# Need Help in Choosing beween two different sets of whetstones: JCK brand or the Sharpton Glass Whet



## kalkooksoo (Feb 4, 2016)

So after a lot of research and looking around, I decided to by some Hattori FH knives from japanesechefsknife.com.

http://www.japanesechefsknife.com/HattoriForumHighEndChefsKnives.html#HattoriFH

Hattori Forums FH-3 Petty 150mm　 Hattori Forums FH Series　

Hattori Forums FH-7 Gyuto 240mm　Hattori Forums FH Series

Hattori Forums FH-13 Sujihiki 270mm　Hattori Forums FH Series

I have been using the worksharp Ken Onion edition sharpener to sharpen my knives (some kitchen but more outdoors and yard work knives). http://www.worksharptools.com/ken-onion-edition-knife-and-tool-sharpener.html I'm assuming that it would be a very bad mistake to use this belt sharpener on my nice, new Japanese kitchen knives, even if the worksharp can sharpen to a 15 degree angle.

Based upon that assumption, and after some research, it seems that it may be wise investment to buy some whetstones and learn how to use them. The question I have is which ones. So far, I have narrowed it down to the following:

JCK Brand: http://www.japanesechefsknife.com/WhetStonesForSale.html#Whetstone

*-JCK Special Combination Whetstone **(#1000 and #4000) $65*

*-**JCK Special Combination Whetstone (#6000 and #10000) $108*

*Total: $173*

Shapton:

Shapton Glass 4pc Set 500x, 1k, 4k, 8k grit stones http://www.chefknivestogo.com/shgl4pcset50.html $263

Universal Stone Holder http://www.chefknivestogo.com/nastho.html $30

Total: $293

Are there any other must have items...strop or something that deburs. Also, Is an 8000 grit stone necessary for kitchen knives? Maybe I should go with a set of shapton 1000, 3000 and 6000 and save some money?!?!
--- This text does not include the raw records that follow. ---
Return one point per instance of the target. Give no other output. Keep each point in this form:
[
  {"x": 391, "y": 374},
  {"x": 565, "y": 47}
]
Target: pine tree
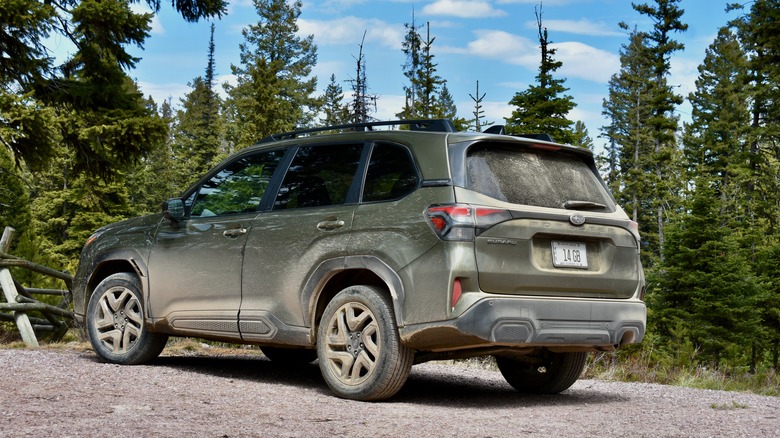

That's $123.00 more for the shapton set, although that comes with the holder. I would probably end up getting a stone holder rather than use the non-slip rubber mats if I got the JCK stones. Any of you have experience using either or both?

Thanks,

John


----------



## bompetisco (Apr 19, 2016)

I got my 1st whetstone a ice bear 250 1000 and thats how i strted.. now im considering this but seems like a big price difference so i got to wonder about this.. http://www.ebay.co.uk/itm/111766925936?var=410759136726
Any thoughts?


----------



## foody518 (Aug 6, 2015)

If it were me I wouldn't risk a belt sharpener on my nice knives.

Strops are nice and but not needed. Wine cork works just fine for deburring.

Placing a stone on a folded wet towel works alright for keeping the stones from sliding around as well.

If you're shelling out that kind of money, it may just be better to get individual stones, not combination stones.

https://www.japaneseknifeimports.co...s-and-combo-stones/products/gesshin-stone-set and be set for a long long time.

Must-have items: you need something to flatten the stones. That can potentially be a problem with the Shapton Glass stones. While they hardly dish, whenever they do need flattening they are much harder to flatten than most other waterstones.


----------